NOWY TARG. Nie doszło do przerwania poniedziałkowych obrad sesji Rady Miasta w Nowym Targu, czego domagał się opozycyjny klub Nowotarżanie i PiS. Nie doszło też do zapowiadanego przez opozycję bojkotu obrad.
Klub Nowotarżanie i PiS wnioskował, żeby przełożyć sesję na piątek. Żądał też przedstawienia opinii służb nadzoru prawnego wojewody małopolskiego, że sesja jest legalna.
Jednak zdaniem sekretarz miasta Stanisławy Szołtysek, nie ma obecnie powodów do obaw ponieważ decyzja, że to Andrzej Fryźlewicz zwoła najbliższą sesję rady, zapadła w uzgodnieniu ze służbami prawnymi wojewody małopolskiego. - Uchwała o wyborze pana Fryźlewicza na wiceprzewodniczącego nie jest kwestionowana przez sąd - przekonywała. - Aktualnie nie ma przesłanek, żeby kwestionować uchwały podjęte przed 6 listopada - zaznaczyła.
Po dyskusji klub Nowotarżanie i PiS wycofał wniosek.

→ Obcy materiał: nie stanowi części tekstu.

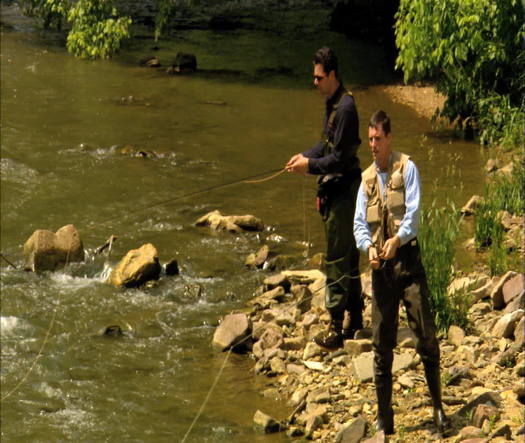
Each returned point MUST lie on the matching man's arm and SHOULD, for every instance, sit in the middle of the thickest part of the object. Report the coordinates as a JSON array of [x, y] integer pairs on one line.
[[410, 223], [362, 234]]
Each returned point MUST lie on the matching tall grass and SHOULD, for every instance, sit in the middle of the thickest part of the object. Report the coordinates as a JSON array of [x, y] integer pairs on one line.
[[439, 227], [500, 122], [504, 193]]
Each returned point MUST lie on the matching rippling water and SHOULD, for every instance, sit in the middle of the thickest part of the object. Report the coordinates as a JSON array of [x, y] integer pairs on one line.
[[68, 127]]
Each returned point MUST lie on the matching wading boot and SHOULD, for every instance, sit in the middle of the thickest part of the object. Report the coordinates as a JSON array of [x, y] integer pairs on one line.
[[352, 323], [432, 375], [333, 338], [385, 413]]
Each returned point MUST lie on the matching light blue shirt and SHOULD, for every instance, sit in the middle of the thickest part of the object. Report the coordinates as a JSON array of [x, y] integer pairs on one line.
[[410, 223]]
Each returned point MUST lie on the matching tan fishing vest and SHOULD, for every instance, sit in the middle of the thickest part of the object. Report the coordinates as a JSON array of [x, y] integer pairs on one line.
[[384, 213]]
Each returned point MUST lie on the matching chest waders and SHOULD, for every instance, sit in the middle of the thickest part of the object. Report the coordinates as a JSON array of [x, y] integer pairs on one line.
[[401, 279], [336, 198]]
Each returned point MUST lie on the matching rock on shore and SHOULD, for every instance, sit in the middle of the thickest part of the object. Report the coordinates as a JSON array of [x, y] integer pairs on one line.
[[332, 395]]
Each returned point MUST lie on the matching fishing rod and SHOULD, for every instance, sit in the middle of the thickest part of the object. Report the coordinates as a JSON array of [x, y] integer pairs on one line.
[[247, 179]]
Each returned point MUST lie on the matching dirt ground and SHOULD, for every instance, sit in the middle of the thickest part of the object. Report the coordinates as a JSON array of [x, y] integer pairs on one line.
[[424, 99]]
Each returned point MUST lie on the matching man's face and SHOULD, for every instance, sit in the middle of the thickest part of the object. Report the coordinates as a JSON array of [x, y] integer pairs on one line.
[[322, 81], [379, 145]]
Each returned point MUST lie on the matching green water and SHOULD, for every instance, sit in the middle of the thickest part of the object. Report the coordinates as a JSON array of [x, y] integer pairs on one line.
[[63, 122]]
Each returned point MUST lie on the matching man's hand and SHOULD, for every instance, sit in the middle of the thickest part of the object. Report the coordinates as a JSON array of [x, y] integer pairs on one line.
[[373, 258], [298, 164], [390, 248]]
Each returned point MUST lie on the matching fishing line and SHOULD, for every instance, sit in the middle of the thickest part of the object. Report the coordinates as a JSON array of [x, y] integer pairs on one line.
[[40, 351], [247, 179], [214, 384], [8, 262]]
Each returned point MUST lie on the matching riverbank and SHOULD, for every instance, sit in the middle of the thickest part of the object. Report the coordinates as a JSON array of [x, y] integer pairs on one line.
[[331, 394], [423, 99]]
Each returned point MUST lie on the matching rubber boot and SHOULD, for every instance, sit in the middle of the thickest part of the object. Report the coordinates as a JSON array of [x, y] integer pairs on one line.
[[432, 375], [385, 413], [334, 337], [352, 323]]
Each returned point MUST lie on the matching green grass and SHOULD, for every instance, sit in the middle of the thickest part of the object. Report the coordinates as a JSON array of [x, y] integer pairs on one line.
[[504, 193], [439, 227]]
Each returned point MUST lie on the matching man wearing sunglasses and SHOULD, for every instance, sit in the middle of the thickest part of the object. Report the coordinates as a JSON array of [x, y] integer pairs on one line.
[[334, 160]]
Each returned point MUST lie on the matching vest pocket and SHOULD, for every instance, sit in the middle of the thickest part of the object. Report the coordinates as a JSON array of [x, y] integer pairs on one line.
[[372, 214]]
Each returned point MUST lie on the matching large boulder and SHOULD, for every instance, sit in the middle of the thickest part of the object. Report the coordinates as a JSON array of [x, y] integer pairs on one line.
[[137, 267], [48, 251], [232, 223], [233, 332]]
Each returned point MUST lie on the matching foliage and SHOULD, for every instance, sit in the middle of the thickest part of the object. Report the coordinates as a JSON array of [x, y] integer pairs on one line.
[[438, 232], [97, 32], [472, 49], [51, 11], [504, 193], [500, 122]]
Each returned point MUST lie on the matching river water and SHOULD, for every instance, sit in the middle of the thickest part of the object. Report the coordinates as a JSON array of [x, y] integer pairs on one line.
[[68, 128]]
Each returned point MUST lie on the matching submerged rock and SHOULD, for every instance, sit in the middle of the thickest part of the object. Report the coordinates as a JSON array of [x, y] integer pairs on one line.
[[231, 223], [48, 251], [264, 423], [184, 63], [233, 332], [137, 267]]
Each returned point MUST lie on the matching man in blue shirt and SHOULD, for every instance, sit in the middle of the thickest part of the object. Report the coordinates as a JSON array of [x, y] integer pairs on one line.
[[385, 228], [334, 160]]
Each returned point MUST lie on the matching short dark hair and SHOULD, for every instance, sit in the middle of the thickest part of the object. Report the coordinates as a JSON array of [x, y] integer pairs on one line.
[[380, 118], [327, 59]]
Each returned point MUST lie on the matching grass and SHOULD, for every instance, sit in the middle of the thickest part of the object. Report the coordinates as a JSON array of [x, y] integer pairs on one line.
[[504, 193], [439, 227]]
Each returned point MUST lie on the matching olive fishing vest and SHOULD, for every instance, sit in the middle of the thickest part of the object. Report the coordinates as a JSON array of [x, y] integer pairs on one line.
[[385, 210]]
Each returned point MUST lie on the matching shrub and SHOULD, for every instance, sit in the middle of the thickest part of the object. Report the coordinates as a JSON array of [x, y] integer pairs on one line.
[[504, 193], [438, 231], [96, 32]]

Mimo wcześniejszych zapowiedzi radni opozycji nie zbojkotowali obrad i nie wyszli z sali, co zapowiadał kilka dni temu radny Mariusz Jelonek. - Najbliższa sesja została zwołana przez Andrzeja Fryźlewicza, moim zdaniem również powołanego niezgodnie z prawem. W poniedziałek wstanę i wezwę radnych do opuszczenia tego nielegalnego zgromadzenia - mówił w rozmowie z "Tygodnikiem Podhalańskim" radny Jelonek.